Okay, here is an updated patch set with first drafts of the commit
messages. I'm reasonably happy with these patches, but I'll admit my
justification for ripping out the 32-bit optimizations feels a bit flimsy.
I don't get the idea that we are all that concerned about things like
micro-regressions for popcount on 32-bit builds, but OTOH it isn't hard to
imagine someone objecting to these changes.
I ran the bms_num_members() benchmark on a couple of machines I had nearby:
apple-m3 (neon) intel-i5-13500T (sse4.2)
words HEAD v8 words HEAD v8
1 40 25 1 26 10
2 57 51 2 37 29
4 75 57 4 55 45
8 105 56 8 88 51
16 154 59 16 158 68
32 265 73 32 296 102
64 545 103 64 577 209
128 1027 178 128 1212 423
I was going to run it on machines with SVE/AVX-512, but John already tested
the AVX-512 case [0], and I have no reason to believe that we'll see
regressions on machines with SVE.
[0]
https://postgr.es/m/CANWCAZbWLX%3DEDd1Bq-8oGK2ZLVNR4m4BkGe%3D288t2V5oLcqeZA%40mail.gmail.com
--
nathan
>From 19404ae038c6fa678c41a2b4db62c9b885896c18 Mon Sep 17 00:00:00 2001
From: Nathan Bossart <[email protected]>
Date: Thu, 22 Jan 2026 11:33:56 -0600
Subject: [PATCH v8 1/3] Remove some unnecessary optimizations in popcount
code.
Over the past few releases, we've added a huge amount of complexity
to our popcount implementations.
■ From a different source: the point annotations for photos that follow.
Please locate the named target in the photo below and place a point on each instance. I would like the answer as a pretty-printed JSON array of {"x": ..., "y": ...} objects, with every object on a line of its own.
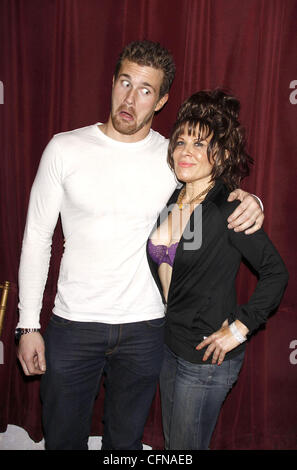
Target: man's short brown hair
[{"x": 151, "y": 54}]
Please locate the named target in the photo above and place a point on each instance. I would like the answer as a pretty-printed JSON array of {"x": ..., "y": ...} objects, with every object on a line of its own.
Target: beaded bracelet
[{"x": 236, "y": 333}]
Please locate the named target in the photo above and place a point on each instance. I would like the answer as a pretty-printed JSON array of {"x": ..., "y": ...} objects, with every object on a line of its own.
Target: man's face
[{"x": 135, "y": 98}]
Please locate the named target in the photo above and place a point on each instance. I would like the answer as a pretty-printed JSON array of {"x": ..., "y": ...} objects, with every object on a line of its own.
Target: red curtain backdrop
[{"x": 57, "y": 59}]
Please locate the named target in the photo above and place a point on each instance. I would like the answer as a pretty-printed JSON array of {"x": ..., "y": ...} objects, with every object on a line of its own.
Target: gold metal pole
[{"x": 3, "y": 302}]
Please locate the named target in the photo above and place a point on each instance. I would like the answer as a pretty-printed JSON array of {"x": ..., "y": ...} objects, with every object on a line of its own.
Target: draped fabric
[{"x": 57, "y": 59}]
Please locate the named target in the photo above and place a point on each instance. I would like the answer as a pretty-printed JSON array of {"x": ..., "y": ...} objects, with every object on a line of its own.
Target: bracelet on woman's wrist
[{"x": 236, "y": 333}]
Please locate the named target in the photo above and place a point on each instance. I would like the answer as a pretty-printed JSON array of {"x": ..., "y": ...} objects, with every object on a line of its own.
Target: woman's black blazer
[{"x": 202, "y": 292}]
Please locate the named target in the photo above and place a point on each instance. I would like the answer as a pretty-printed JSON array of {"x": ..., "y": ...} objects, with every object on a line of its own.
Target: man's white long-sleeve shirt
[{"x": 109, "y": 194}]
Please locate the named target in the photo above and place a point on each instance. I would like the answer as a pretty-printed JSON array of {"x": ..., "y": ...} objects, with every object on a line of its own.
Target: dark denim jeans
[
  {"x": 192, "y": 396},
  {"x": 76, "y": 355}
]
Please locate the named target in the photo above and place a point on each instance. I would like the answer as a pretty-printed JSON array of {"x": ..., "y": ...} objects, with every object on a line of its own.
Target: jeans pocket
[{"x": 157, "y": 323}]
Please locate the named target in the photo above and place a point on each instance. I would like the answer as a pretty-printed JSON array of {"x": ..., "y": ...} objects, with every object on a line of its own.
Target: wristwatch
[{"x": 23, "y": 331}]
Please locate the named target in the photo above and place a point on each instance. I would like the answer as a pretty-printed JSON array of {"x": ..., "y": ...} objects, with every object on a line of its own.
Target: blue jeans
[
  {"x": 76, "y": 355},
  {"x": 192, "y": 396}
]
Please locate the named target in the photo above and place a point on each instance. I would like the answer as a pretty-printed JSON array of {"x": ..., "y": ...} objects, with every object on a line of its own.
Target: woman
[{"x": 194, "y": 259}]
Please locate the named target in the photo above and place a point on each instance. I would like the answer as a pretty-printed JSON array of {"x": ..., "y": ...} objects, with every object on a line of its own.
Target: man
[{"x": 108, "y": 181}]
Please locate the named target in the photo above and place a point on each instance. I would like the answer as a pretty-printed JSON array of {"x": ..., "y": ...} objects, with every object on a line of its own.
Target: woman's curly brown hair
[{"x": 214, "y": 114}]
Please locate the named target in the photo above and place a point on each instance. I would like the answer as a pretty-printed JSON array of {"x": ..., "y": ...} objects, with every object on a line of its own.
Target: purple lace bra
[{"x": 162, "y": 253}]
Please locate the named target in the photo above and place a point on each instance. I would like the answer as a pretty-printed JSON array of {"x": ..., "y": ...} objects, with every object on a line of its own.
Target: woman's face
[{"x": 190, "y": 158}]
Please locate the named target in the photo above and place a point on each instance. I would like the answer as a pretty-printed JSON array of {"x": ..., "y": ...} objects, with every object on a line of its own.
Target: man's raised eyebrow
[{"x": 146, "y": 84}]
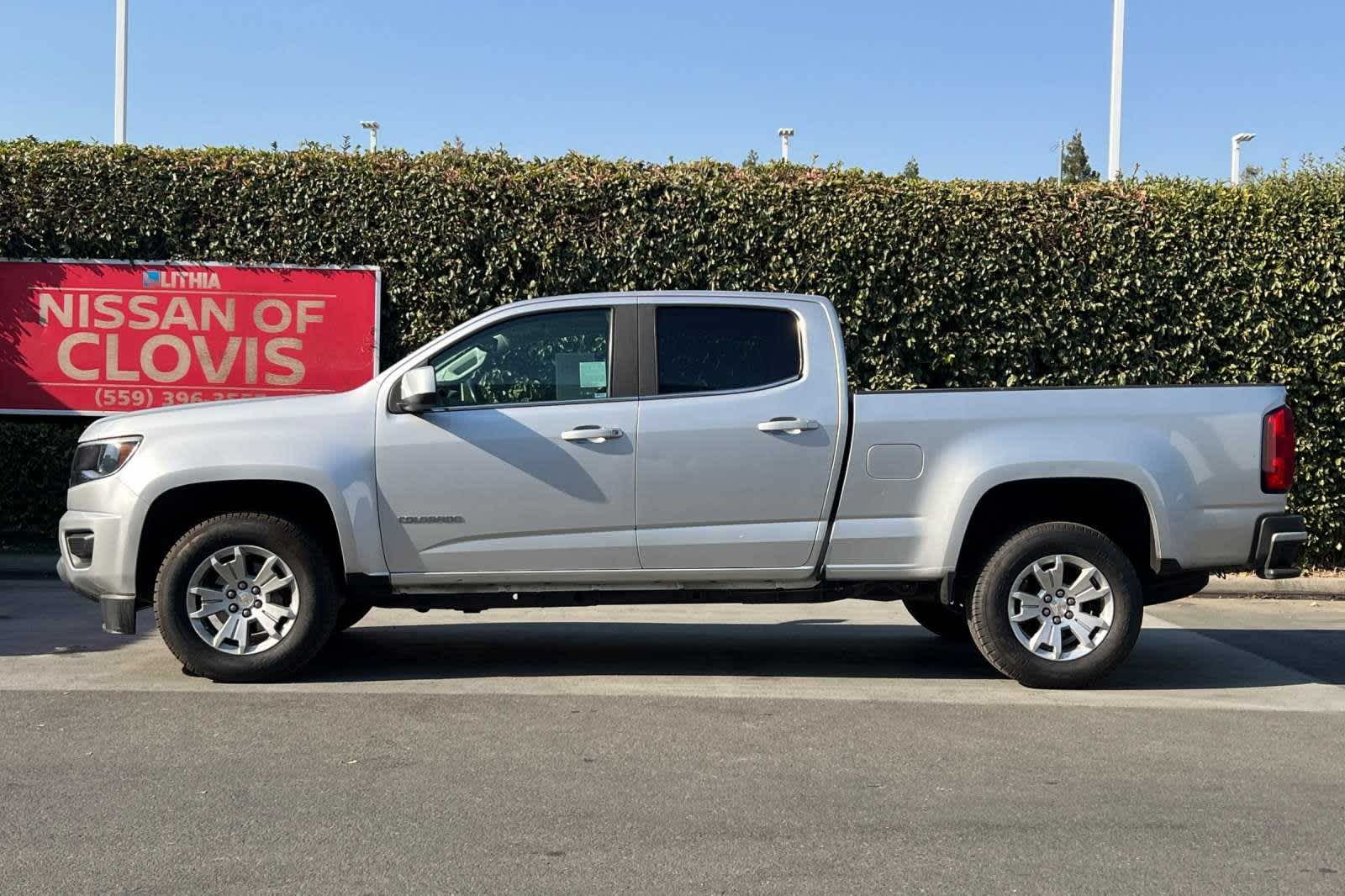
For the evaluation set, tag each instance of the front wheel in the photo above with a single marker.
(245, 598)
(1056, 606)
Commits fbe327e5b4, 79e232ca01,
8c6653516c, and 25dc485074 did some preliminary refactoring, but
many opportunities remain. In particular, if we disclaim interest
in micro-optimizing this code for 32-bit builds and in unproven
alignment checks, we can remove a decent chunk of code.
This commit does the following:
* Removes the code in pg_popcount() and pg_popcount_masked() that
sets the function pointer threshold based on SIDEOF_VOID_P.
Consequently, 32-bit builds should follow the inline path for
inputs between 4-8 bytes instead of calling pg_popcount_optimized()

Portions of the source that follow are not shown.